My lungs burn. I can’t open my eyes. I claw my way up toward air, but my body is so small, and my limbs are so weak. I kick and struggle, and when my lungs are about to collapse, I burst through the surface.

A warm wind blows through the trees, sending whirls of autumn leaves flying off twisted branches. I’ve surfaced in the red stream. It’s so freakishly deep, it’s flooded so much that the world is a flat plane of blood water. Trees and buildings jut out of the surface like the bones of the boy smeared into the road. Dozens of bodies hang from the trees. I recognize every single one. Sister Kipling, her face gray and bloated; Dad, a bloody mess; every single member of Squad Calvary. But how do I know their faces? I don’t, I can’t—

I struggle to shore, or what I think is shore, and find ground under my feet. My skin is stained, water dripping off my fingers and chin.

My hands are human. Not Seraph’s. Not mine.

Behind me, a cough.

I turn. Theo drags himself onto shore, struggling for air on his hands and knees. He’s just a boy. No Dominion, no Flood. Just a pale boy with pink lips and bright blue eyes.

Eventually, he gets his breath.

“You lied,” he whimpers, and stands—Leviticus 20:27, They shall be stoned with stones; their blood shall be upon them—clutching a jagged rock.





There is not much to say about the tragedy of Squad Calvary, except that we should have seen the sin in that boy from the start, and that it was an unfortunate failure that my son will not repeat again.

—The general of New Nazareth



“What the hell is that?”

Faith’s elbow strikes Nick’s ribs, and if she keeps moving like this, he’s going to have to tie her down to get her off the wall. She’s completely red with blood; head wounds bleed like a motherfucker, but the pain hasn’t hit her yet. She’s on the walkway with wild eyes, demanding, “What the hell, what the hell.”

“You good?” Aisha demands. She doesn’t move from where she’s keeping a steady stream of fire raining down on the lawn of New Nazareth. She’s not allowed to be distracted, no matter how much she’s shaking, no matter that she saw a bullet hit Faith in the head and now Faith is down and screaming. Her voice cracks when she says, “Nick, is she good?”

“She’s fine.” He holds Faith by the shoulders, by the jaw, trying to get her back to her senses. “Stop moving.”

He’s keeping it together. He saw Brother Clairborne down on the lawn, those blue eyes and terrifyingly handsome face, and he’s keeping it together, so why can’t they? She’s supposed to be a goddamn soldier.

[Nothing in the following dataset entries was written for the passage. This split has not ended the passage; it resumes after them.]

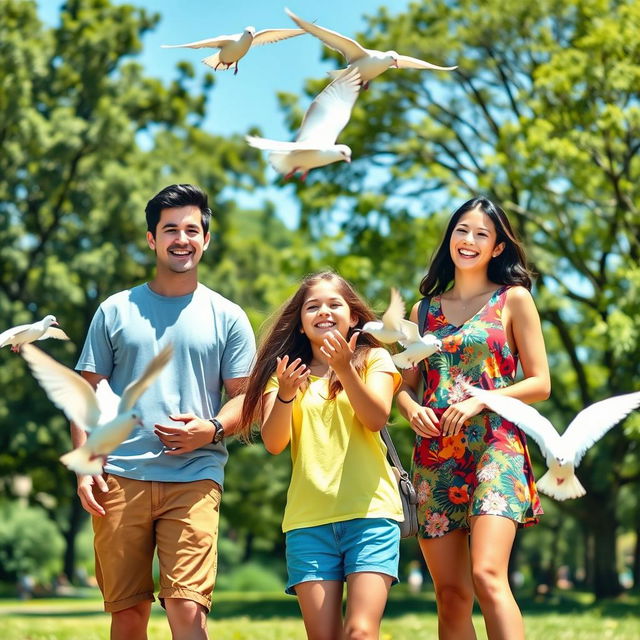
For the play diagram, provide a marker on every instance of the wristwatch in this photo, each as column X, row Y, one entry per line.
column 218, row 433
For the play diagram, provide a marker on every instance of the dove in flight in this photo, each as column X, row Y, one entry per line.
column 369, row 62
column 390, row 329
column 25, row 333
column 416, row 347
column 315, row 144
column 562, row 453
column 232, row 48
column 107, row 417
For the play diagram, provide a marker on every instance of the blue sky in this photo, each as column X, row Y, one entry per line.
column 238, row 102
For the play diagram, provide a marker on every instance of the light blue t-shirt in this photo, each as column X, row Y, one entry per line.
column 212, row 341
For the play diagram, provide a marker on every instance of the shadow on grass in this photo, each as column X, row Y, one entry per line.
column 265, row 606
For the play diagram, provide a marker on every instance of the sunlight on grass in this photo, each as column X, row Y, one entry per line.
column 274, row 616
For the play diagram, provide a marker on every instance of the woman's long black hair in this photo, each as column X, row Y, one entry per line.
column 510, row 267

Nick bites down on his lip so hard it bleeds, and he drags Faith’s arm across his shoulders. She’s still making terrible noises. He draws down a shutter across the part of his mind that registers it as heartbreaking. Just because he can shut himself down—just because he can cram all the terror into a bottle, postpone the meltdown until he can explode without anyone getting hurt—doesn’t mean others should be forced to do the same.

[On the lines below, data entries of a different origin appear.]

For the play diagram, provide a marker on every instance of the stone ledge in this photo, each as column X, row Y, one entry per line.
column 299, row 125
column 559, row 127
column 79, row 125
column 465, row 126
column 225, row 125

“All right,” Nick whispers, pulling Faith close to him. The sweat, the skin on skin, the gunpowder, the ringing in his ears, and the weight of his rifle slamming against his back with every step, it will destroy him as soon as it is over, but right now he is holding it together. His job is to hold it together. “Up you go. Come on.”

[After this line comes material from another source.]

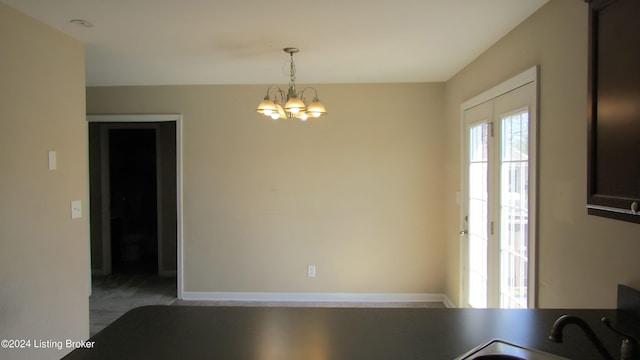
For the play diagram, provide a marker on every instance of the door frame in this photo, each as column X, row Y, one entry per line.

He pulls her down the stairs. The bottom, at the gate, is a terrifying opening—just a cramped space between the gate itself and the bloodbath—and Nick pauses there, waiting, until a Grace barrels past. Then he’s pulling her through the gap, and she’s crying into Nick’s shoulder because the pain has hit, and it’s clicked that she just got shot in the head. She collapses.

Sadaf catches her before she hits the ground. Sadaf’s pink hijab is a mess of stains. Blood, sweat, dirt, God knows what else.